Intermarriage that had once integrated families, did so no longer. The indelible mark of a “Tutsi” or “Hutu” could not be erased by marriage. Likewise, changes in economic fortune that once gave opportunity for mobility from working class to ruling class did so no longer. The caste system created by European colonists was now irrevocable.
These are the ugly results of Darwinism and the identity ideology that it spawns. It is a reminder that the racism of National Socialism was not quarantined to Germany. It infected the minds and skewed the policies of all prewar Europe, and it was imposed on unsuspecting tribes that had lived in relative harmony for centuries.
War did not come immediately but resentment did. It grew like a cancer until it broke out in civil war in late 1959. Since then, Rwanda experienced three and a half decades of on-again, off-again, civil war.
Some foreign powers sided with the Hutus as victims of Tutsi oppression. Others supported the Tutsis as victims of Hutu aggression. The truth is that both were victims. They were attacked by a toxic Darwinism imported from Europe.
When the genocide began, the government ID cards became a death sentence for Tutsis and forced conscription into execution squads for Hutus. On the third day of the slaughter, 1,000 heavily armed French troops came to escort foreign nationals out of the country. Rwandan spouses and children were not evacuated. A mark on the ID card made all the difference.

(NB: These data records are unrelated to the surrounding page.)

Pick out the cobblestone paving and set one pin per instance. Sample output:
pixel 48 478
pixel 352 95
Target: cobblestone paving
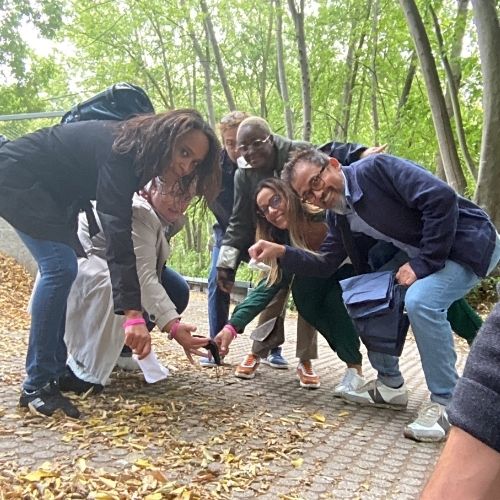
pixel 355 453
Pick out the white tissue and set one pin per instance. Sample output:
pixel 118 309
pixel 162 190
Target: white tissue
pixel 260 266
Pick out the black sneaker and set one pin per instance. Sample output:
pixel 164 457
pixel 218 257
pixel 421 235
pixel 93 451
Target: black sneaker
pixel 70 382
pixel 47 400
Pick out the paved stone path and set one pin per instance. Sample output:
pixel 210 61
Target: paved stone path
pixel 355 453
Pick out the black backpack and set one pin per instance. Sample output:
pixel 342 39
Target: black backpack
pixel 118 102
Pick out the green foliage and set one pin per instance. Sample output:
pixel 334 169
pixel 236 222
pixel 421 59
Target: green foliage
pixel 485 295
pixel 150 43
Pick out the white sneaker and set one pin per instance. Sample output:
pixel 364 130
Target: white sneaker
pixel 375 393
pixel 431 424
pixel 350 382
pixel 207 362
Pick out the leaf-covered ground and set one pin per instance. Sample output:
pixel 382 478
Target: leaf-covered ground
pixel 202 434
pixel 171 440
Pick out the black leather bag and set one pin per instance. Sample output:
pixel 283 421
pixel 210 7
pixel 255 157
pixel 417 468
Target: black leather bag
pixel 118 102
pixel 375 303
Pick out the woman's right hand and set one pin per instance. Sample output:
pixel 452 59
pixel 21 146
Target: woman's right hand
pixel 190 344
pixel 223 339
pixel 138 338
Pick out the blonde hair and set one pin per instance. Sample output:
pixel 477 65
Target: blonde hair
pixel 258 122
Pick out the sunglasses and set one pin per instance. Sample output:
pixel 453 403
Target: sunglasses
pixel 254 145
pixel 274 203
pixel 316 183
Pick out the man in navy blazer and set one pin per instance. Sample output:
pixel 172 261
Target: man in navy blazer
pixel 450 243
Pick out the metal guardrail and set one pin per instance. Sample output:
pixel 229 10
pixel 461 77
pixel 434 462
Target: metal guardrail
pixel 240 289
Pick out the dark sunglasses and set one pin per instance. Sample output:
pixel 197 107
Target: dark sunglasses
pixel 213 348
pixel 274 202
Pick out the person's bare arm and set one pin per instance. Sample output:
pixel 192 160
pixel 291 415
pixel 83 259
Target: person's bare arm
pixel 467 470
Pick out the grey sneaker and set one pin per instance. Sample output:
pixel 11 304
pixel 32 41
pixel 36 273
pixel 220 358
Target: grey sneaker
pixel 375 393
pixel 431 424
pixel 350 382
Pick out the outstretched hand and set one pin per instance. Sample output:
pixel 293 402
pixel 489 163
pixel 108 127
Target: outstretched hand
pixel 190 344
pixel 265 250
pixel 225 279
pixel 372 150
pixel 406 275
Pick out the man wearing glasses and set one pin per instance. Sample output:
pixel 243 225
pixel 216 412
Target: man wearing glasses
pixel 263 155
pixel 450 243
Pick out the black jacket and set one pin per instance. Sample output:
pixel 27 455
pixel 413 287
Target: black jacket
pixel 48 176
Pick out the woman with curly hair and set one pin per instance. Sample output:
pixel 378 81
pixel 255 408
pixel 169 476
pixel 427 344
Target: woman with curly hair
pixel 49 176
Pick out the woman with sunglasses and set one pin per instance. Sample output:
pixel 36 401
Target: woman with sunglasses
pixel 94 333
pixel 277 206
pixel 49 176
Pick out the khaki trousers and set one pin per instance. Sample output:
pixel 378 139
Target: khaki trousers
pixel 307 345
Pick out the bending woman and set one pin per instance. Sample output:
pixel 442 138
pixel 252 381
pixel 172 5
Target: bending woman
pixel 319 301
pixel 49 176
pixel 276 207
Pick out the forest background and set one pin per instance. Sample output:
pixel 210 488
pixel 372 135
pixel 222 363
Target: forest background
pixel 422 76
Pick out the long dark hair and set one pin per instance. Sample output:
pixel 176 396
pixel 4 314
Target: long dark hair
pixel 150 139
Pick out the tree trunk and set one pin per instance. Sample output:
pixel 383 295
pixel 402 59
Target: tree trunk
pixel 265 61
pixel 488 29
pixel 452 94
pixel 217 56
pixel 447 147
pixel 283 85
pixel 376 128
pixel 298 21
pixel 203 57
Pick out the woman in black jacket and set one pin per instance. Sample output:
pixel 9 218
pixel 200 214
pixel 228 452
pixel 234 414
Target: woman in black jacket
pixel 49 176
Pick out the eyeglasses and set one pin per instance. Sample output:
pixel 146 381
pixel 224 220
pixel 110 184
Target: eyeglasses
pixel 274 203
pixel 316 183
pixel 257 144
pixel 177 191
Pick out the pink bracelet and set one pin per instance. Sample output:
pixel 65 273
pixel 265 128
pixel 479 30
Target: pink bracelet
pixel 232 329
pixel 134 321
pixel 173 330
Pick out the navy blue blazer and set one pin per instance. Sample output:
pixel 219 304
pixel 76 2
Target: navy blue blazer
pixel 407 203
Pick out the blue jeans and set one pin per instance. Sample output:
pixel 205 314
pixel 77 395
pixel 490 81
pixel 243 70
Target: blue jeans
pixel 177 289
pixel 218 301
pixel 46 356
pixel 427 302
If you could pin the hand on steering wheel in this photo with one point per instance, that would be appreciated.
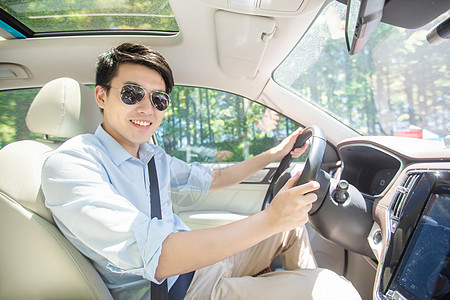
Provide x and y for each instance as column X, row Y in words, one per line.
column 312, row 164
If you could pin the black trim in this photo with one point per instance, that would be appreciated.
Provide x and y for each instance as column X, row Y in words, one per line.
column 104, row 32
column 16, row 24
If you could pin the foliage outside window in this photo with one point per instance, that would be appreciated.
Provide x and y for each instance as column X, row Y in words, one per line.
column 397, row 85
column 14, row 106
column 85, row 15
column 200, row 124
column 213, row 126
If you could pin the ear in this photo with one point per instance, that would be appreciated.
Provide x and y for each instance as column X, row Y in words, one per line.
column 100, row 96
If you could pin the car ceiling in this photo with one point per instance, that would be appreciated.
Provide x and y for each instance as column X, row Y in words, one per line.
column 198, row 54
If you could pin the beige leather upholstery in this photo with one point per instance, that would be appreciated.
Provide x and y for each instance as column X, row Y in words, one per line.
column 36, row 260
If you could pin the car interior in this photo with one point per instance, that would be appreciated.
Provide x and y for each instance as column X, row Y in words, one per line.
column 382, row 218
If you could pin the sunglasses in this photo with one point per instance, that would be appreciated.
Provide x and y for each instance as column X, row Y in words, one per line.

The cure for this venom is not to exact reparations for sins of the past. It is to reject the racial ideology at the root of the injustices. Even as this toxic stew was boiling over, both Rwandans and some foreigners rejected the Darwinist division. Numerous Hutus died at the hands of fellow tribesmen when they refused to kill their Tutsi neighbors.
Some foreigners, like Father Vjeko Curic, refused evacuation. He chose to stay and give sanctuary to fleeing Tutsis. After the genocide he reached out to Hutus and worked to rebuild a community shattered by neighbor murdering neighbor. Tirelessly, he lived out his love for all Rwandans until, on January 28, 1998 he was assassinated in Kigali. His story is only one of many.
Today the Rwandan people carry on the work of those who rejected the artificial division between Tutsi and Hutu. Official Rwandan policy no longer identifies people by race or seeks reparations for past atrocities. There is still much healing to be done. But the healing truth is clear. In Rwanda, there can be no races, only humans.